I claim that the sum of these vectors must be a zero vector, because of the symmetry of the construction means the vector cannot "point" in a specific direction. (If someone can provide a rigorous proof, I'll be happy to include it.)

Okay, so let's take the entire construction, and rotate it so that one of the vectors lies along one of the n dimensional axes.
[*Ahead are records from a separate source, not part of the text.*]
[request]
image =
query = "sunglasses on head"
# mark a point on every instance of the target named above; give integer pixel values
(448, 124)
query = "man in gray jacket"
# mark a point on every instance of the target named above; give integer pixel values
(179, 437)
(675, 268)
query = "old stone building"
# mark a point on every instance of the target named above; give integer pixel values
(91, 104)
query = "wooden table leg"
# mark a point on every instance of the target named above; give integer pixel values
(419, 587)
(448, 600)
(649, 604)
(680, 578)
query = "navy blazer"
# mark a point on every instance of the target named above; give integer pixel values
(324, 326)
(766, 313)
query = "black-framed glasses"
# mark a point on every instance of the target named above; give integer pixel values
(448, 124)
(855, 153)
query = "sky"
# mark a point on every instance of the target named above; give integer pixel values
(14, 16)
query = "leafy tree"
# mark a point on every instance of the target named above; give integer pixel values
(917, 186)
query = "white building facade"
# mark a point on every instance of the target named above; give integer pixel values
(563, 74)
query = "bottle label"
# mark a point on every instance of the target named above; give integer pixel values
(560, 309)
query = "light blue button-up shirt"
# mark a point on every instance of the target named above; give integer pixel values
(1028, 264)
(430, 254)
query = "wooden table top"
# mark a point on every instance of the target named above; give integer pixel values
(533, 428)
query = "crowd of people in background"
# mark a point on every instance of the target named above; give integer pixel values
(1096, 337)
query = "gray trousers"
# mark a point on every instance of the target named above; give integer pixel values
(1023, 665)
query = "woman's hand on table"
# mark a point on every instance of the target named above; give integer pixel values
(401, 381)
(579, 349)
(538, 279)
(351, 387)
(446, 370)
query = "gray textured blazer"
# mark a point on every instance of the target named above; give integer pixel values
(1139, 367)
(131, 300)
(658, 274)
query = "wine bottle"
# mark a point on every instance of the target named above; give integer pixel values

Let's name this vector $\hat{i_1}$ because it's neat.
Now, let's name the rest of the vectors too, keeping $\hat{i_1}, \hat{i_1}, ..., \hat{i_n}$ as the unit vectors of our space, as: ( $k$ is not the letter, it's the component of the vector along the $n^{th}$ dimension.)

$\\ \vec{v_1} = a_1 \hat{i_1} + b_1 \hat{i_2} + ... + k_1 \hat{i_n}$ $\\ \vec{v_2} = a_2 \hat{i_1} + b_2 \hat{i_2} + ... + k_2 \hat{i_n}$ $\\ ...$ $\\ \vec{v_n} = a_n \hat{i_1} + b_n \hat{i_2} + ... + k_n \hat{i_n}$

Note that $i_j \cdot i_k = 0$ for $j \neq k$ , where $\cdot$ is the dot product. This is because they are perpendicular in the n-dimensional space. (Rigorous proof encouraged.)
But, by the definition of the dot product, $\vec{a} \cdot \vec{b} = |\vec{a}||\vec{b}|\cos(\theta)$ , where $\theta$ is the angle between $\vec{b}$ and $\vec{a}$ .

Back to the question now, we have, taking dot products of the vectors with $\hat{i_1}$ , $\cos(\theta_n) = \dfrac{\hat{i_1} \cdot \vec{v_1}}{|\hat{i_1}||\vec{v_1}|} = ... = \dfrac{\hat{i_1} \cdot \vec{v_n}}{|\hat{i_1}||\vec{v_n}|}$

$|\hat{i_1}| = |\vec{v_1}| = ... = |\vec{v_n}| = 1 \Rightarrow \cos(\theta_n) = a_1 = a_2 = ... = a_n$

But $\hat{i_1} + a_1 \hat{i_1} + ... + a_n \hat{i_1} = (1 + a_1 + ... + a_n ) \hat{i_1} = 0$
from the zero vector condition above (along one dimension).
This means, $n \cos(\theta_n) + 1 = 0 \Rightarrow \cos(\theta_n) = \frac{-1}{n}$
Here, $n = 4 \Rightarrow \cos(\theta_n) = -0.25$ .
That's it.

The solution I had in mind is similar to that of Abhishek. I assume that the reader has taken a first course in Linear Algebra. If you have not yet done so, you should! ;)

Let $\mathbf{u}_1,...,\mathbf{u}_{n+1}$ be unit vectors in $\mathbb{R}^n$ with $\mathbf{u}_i\cdot\mathbf{u}_j=\cos(\theta_n)$ , for $i\neq j$ . Let $\mathbf{G}=(\mathbf{u}_i\cdot\mathbf{u}_j)_{ij}$ be the associated Gram matrix, which is singular and positive semidefinite, so that the smallest eigenvalue of $\mathbf{G}$ is 0. Note that the diagonal entries of $\mathbf{G}$ are 1, while all other entries are $\cos(\theta_n)$ . As we discussed here , the eigenvalues of $\mathbf{G}$ will be $1-\cos(\theta_n)>0$ and $n\cos(\theta_n)+1=0$ , so that $\cos(\theta_n)=-\frac{1}{n}$ .

In particular, $\cos(\theta_4)=\boxed{-0.25}$